Legal update - Treating like for like
11 December 2015
While we wait keenly for the Court of Appeal's guidance on fair process in the H v A Ltd case (the appeal will be heard in May next year), there is one issue in the case which has largely gone unnoticed. The issue is disparity of treatment.
We anticipate this is partly because the disparity finding is not being appealed, and partly because disparity is seldom an issue that troubles employers – there are always factual differences between different situations, and employers are able over time to change their approach to an issue.

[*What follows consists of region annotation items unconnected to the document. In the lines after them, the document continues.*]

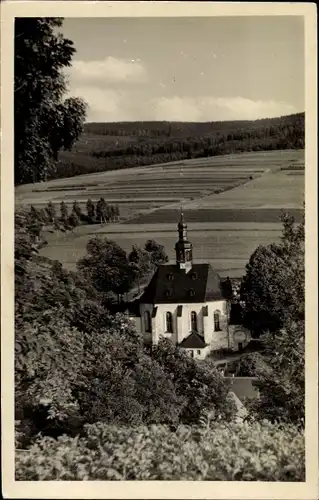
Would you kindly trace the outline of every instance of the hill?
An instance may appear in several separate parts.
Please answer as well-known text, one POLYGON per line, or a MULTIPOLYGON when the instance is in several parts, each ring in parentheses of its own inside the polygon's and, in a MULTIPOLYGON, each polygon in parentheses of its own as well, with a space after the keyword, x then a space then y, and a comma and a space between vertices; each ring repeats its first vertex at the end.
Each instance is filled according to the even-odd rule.
POLYGON ((304 149, 305 114, 255 121, 87 123, 51 178, 250 151, 304 149))

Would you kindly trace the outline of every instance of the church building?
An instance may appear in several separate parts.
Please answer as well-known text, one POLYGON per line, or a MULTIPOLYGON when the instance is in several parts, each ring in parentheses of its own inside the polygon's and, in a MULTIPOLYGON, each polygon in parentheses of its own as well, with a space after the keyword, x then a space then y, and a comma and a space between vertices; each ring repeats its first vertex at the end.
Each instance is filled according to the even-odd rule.
POLYGON ((231 281, 221 280, 210 264, 193 261, 183 213, 175 252, 176 263, 160 265, 138 299, 134 319, 145 342, 166 337, 198 359, 211 350, 245 347, 249 332, 231 320, 231 281))

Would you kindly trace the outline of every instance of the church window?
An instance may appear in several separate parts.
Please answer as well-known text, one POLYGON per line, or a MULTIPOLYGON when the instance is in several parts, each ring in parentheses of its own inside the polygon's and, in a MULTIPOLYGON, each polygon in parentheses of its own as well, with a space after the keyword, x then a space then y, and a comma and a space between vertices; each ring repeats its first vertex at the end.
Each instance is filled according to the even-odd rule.
POLYGON ((166 331, 173 333, 173 315, 171 312, 166 313, 166 331))
POLYGON ((220 313, 219 311, 214 312, 214 330, 215 332, 220 331, 220 313))
POLYGON ((145 311, 144 313, 144 322, 145 322, 145 331, 148 333, 152 333, 152 319, 149 311, 145 311))
POLYGON ((191 331, 197 332, 197 314, 195 311, 191 312, 191 331))

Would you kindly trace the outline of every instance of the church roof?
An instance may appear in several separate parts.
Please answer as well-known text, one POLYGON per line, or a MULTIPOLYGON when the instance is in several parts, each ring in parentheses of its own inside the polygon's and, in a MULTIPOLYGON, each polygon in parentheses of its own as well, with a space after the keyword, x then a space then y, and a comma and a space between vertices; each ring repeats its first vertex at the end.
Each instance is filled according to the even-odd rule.
POLYGON ((196 332, 191 333, 188 337, 182 340, 179 347, 184 349, 203 349, 206 344, 204 338, 196 332))
POLYGON ((139 302, 183 304, 231 298, 231 289, 210 264, 193 264, 186 273, 178 265, 158 267, 139 302))

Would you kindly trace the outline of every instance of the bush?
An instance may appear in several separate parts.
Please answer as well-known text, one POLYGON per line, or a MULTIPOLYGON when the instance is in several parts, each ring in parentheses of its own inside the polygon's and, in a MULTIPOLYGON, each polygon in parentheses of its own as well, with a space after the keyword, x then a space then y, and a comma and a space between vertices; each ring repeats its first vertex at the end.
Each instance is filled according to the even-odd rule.
POLYGON ((86 427, 16 452, 16 480, 304 481, 304 436, 262 423, 86 427))

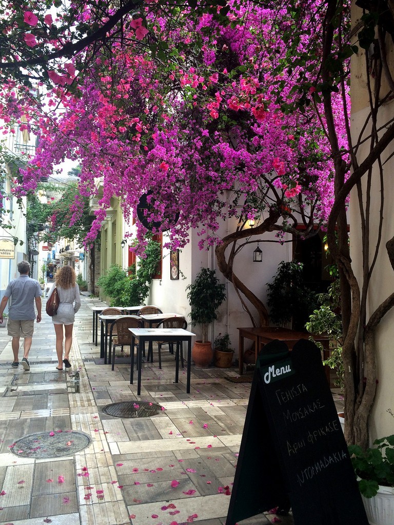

Disparity has however been raised recently with some of our clients, and H v A is worth noting.
The law on disparity
Consistency of treatment is relevant when assessing whether a dismissal is justified. When disparity is alleged, the Employment Relations Authority and courts ask three questions:
Is there disparity of treatment?
If so, is there an adequate explanation for the disparity?
If there is no adequate explanation, is the dismissal nevertheless justified?
The comparison in H v A Ltd
Mr H was alleged (among other things) to have entered the hotel room of a young flight attendant, sat alongside her on the bed and touched the inside of her leg in a sexual way. This was found to amount to sexual harassment and Mr H was summarily dismissed.
Mr H's situation was compared to Mr M's, who four yearsearlier was issued with a final warning by A Ltd for holding his hand against a flight attendant's stomach and poking his fingers into another flight attendant's lower abdomen. This was found to be touching just short of sexual harassment, and was upheld as misconduct rather than serious misconduct. The final warning also concerned two instances of workplace bullying that amounted to serious misconduct.
A Ltd said Mr M's situation was different because Mr M's conduct was not sexual harassment, occurred in a public environment and not in an employee's hotel room, and did not have the same impact on the employees concerned.
The Employment Court disagreed. It said that Mr M's conductwas "just as serious as that involving Mr H":
It is correct that the complaints which arguably amounted to sexual harassment concerning Mr M did not occur in the flight attendants' private rooms; but the central point is that they were inappropriate and offensive acts which caused distress, as is the case with any allegation of sexual harassment if established. This explanation does not provide adequate explanation for the disparity.
The Court also said that it did not matter that disparity was not raised as an issue during the disciplinary process. A Ltd's Disciplinary Procedures and Guidelines required that there be "consistency across the group for similar offences". Even without the policy this must be so. It is the employer's responsibility to ensure there is consistency – or at least good reason for taking a different approach. Ultimately the Court found:
…a fair and reasonable employer should have considered the earlier case; and would have concluded that the two offences were so similar to Mr H's conduct that dismissal…could not be justified.
Many employers already consider consistency as part of their disciplinary processes. If you don’t, you should. If you do, especially for large employers, it is worth reflecting on your systems. How do you capture the necessary information across a range of decisions and decision-makers to ensure there is consistency?
It is important as well to focus on the conduct, more so than the outcome. The different impact on the employees in Mr H's and Mr M's cases was not material. Publicity is another example. It is the conduct itself and the potential for adverse publicity or 'disrepute' that is most relevant. Two employees who commit the same misconduct should not be treated differently simply because one of them was unlucky enough to make it into the media.
H v A is a reminder that the conduct need not be the same. The issue is whether the conduct is sufficiently similar. In close-run cases, the comparison should arguably be put to the employee for comment. This is not common practice, but is something that we have seen employees asking for.
Finally, employers are able to change their approach. If you want to take a sterner approach to a certain type of conduct, you should communicate this to employees. The passage of time may not be enough by itself.
Thanks again for all your support. From the Employment Team at Buddle Findlay, we wish you and your families a happy and safe Christmas and holiday. See you in 2016!